El combo-cajita de las
identidades
Texto: Marcelo Figueras /
Imagen: Leticia Paolantonio
Publicado en Casquivana 5: www.casquivana.com.ar
No sé por qué suele hablarse de identidad, así en singular. Somos más bien un combo-cajita, dentro
del que se articulan múltiples ingredientes. Ni siquiera se trata de capas que
se apilan armoniosamente, como en una hamburguesa o una torta.
A menudo los ingredientes son contradictorios entre sí. Todavía
recuerdo el extrañamiento que me produjo la visión de “Expreso de medianoche”
durante la dictadura. Asimilar que el guardia que torturaba al pobre Billy
Hayes podía ser, al mismo tiempo, un padre tierno con sus hijitos, me costó un
buen trabajo. Fue mi manera de registrar la contradicción que vivíamos fuera
del cine, aquella que juraba que Videla era un hombre de familia hecho y
derecho al tiempo que, más allá de los confines de hogar, se comportaba con
tantos como Saturno devorador. Dos elementos disonantes agregan sazón a una
personalidad, como los ojos bicolores de David Bowie. Dos elementos antitéticos
pueden constituir la marca de un monstruo.
En términos físicos seríamos la resultante de un tironeo que se
verifica a diario, entre nuestras muchas máscaras: lo que somos como
profesionales, como hijos, como padres, como parejas, como amigos, como
ciudadanos. La mayor parte de la gente se aferra a su máscara más exitosa, y
desde allí trata de relacionarse con el mundo. Lo cual constituye una receta
para el desastre, porque ignora que las identidades no son intercambiables, ni
valen lo mismo en las distintas parcelas de nuestro (micro)universo: el artista
adorado suele no comprender por qué su familia lo ignora o menosprecia.

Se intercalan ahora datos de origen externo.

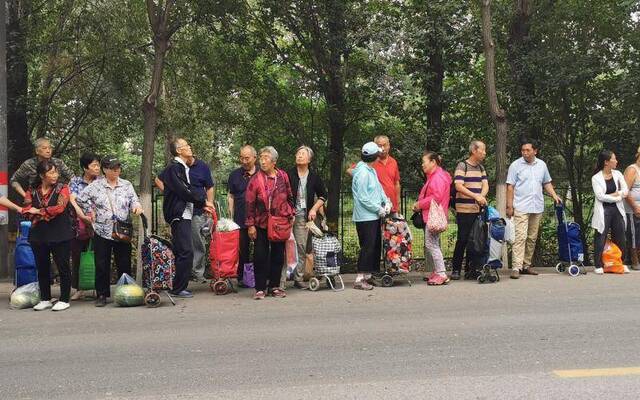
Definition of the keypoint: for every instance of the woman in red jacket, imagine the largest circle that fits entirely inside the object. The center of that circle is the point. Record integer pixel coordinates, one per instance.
(436, 188)
(269, 186)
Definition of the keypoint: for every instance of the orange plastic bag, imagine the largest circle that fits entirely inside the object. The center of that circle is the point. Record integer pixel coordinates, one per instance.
(612, 259)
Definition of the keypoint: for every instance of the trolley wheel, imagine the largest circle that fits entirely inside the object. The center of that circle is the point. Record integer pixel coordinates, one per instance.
(574, 270)
(152, 300)
(314, 284)
(387, 281)
(220, 287)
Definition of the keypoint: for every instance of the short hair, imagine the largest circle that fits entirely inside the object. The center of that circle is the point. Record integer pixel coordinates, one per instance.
(40, 141)
(475, 145)
(273, 153)
(533, 142)
(433, 156)
(173, 146)
(88, 158)
(251, 148)
(308, 150)
(375, 139)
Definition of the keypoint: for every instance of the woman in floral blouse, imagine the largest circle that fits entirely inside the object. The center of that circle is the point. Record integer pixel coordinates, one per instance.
(105, 201)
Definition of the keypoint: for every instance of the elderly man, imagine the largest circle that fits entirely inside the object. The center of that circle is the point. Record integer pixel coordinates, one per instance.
(237, 187)
(26, 174)
(180, 199)
(526, 178)
(472, 187)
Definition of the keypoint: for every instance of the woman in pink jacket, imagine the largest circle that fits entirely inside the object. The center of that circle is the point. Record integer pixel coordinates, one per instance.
(436, 188)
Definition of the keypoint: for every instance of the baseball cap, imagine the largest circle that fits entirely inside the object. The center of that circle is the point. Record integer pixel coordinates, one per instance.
(110, 162)
(371, 149)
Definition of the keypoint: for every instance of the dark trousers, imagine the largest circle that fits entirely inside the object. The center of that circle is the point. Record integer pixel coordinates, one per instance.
(370, 239)
(245, 255)
(60, 252)
(183, 251)
(465, 222)
(103, 249)
(614, 223)
(77, 247)
(268, 259)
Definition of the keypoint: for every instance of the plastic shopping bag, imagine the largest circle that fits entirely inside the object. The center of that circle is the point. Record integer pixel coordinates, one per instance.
(249, 275)
(128, 293)
(291, 252)
(612, 259)
(25, 296)
(510, 231)
(87, 269)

Se trata de un equilibrio inestable, ya que todo el tiempo estamos
desplazándonos (lo queramos o no) hacia otra estación de nuestro derrotero. Con
cada nueva edad nos vemos obligados a redefinirnos. Los senderos se bifurcan
ante nuestros pies de tal modo, que ponen a nuestro alcance una pluralidad de
posibilidades lógicas. Esto es lo que intentan explicar ciertos científicos,
como Hugh Everett y David Deutsch, cuando hablan de multiverso: los caminos virtualmente incontables que dependen de
cada decisión personal lo tornan (casi) todo posible. ¿O no es probable que al
adolescente más jocoso y despreocupado pueda esperarlo un futuro de adulto
deprimido?
Por supuesto, la palabra operativa aquí es casi. No se nos ofrecen todas las oportunidades, porque estamos
condicionados por ciertas circunstancias: el tiempo en que nacimos, nuestra
cultura, la familia, el amor, la Historia con mayúsculas. Pero dado este setting, las decisiones que vienen a
nuestro encuentro siguen siendo más ricas de lo que solemos creer, a partir de
nuestra impronta judeo-cristiana y por ende fatalista. Hasta en medio de una
guerra, o limitados por la pobreza, conservamos unas fichas –o para ser
preciso: una posibilidad creativa– que es todo lo que necesitaríamos para dar
vuelta el juego del porvenir. En esencia se trata del mismo mensaje sobre el
libre albedrío que tantas religiones y filosofías han propalado (algunas, eso
sí, temerosas de sus consecuencias últimas. Parafraseando a Orwell: todos los
hombres somos libres, pero algunos deberíamos serlo más, o menos, que otros).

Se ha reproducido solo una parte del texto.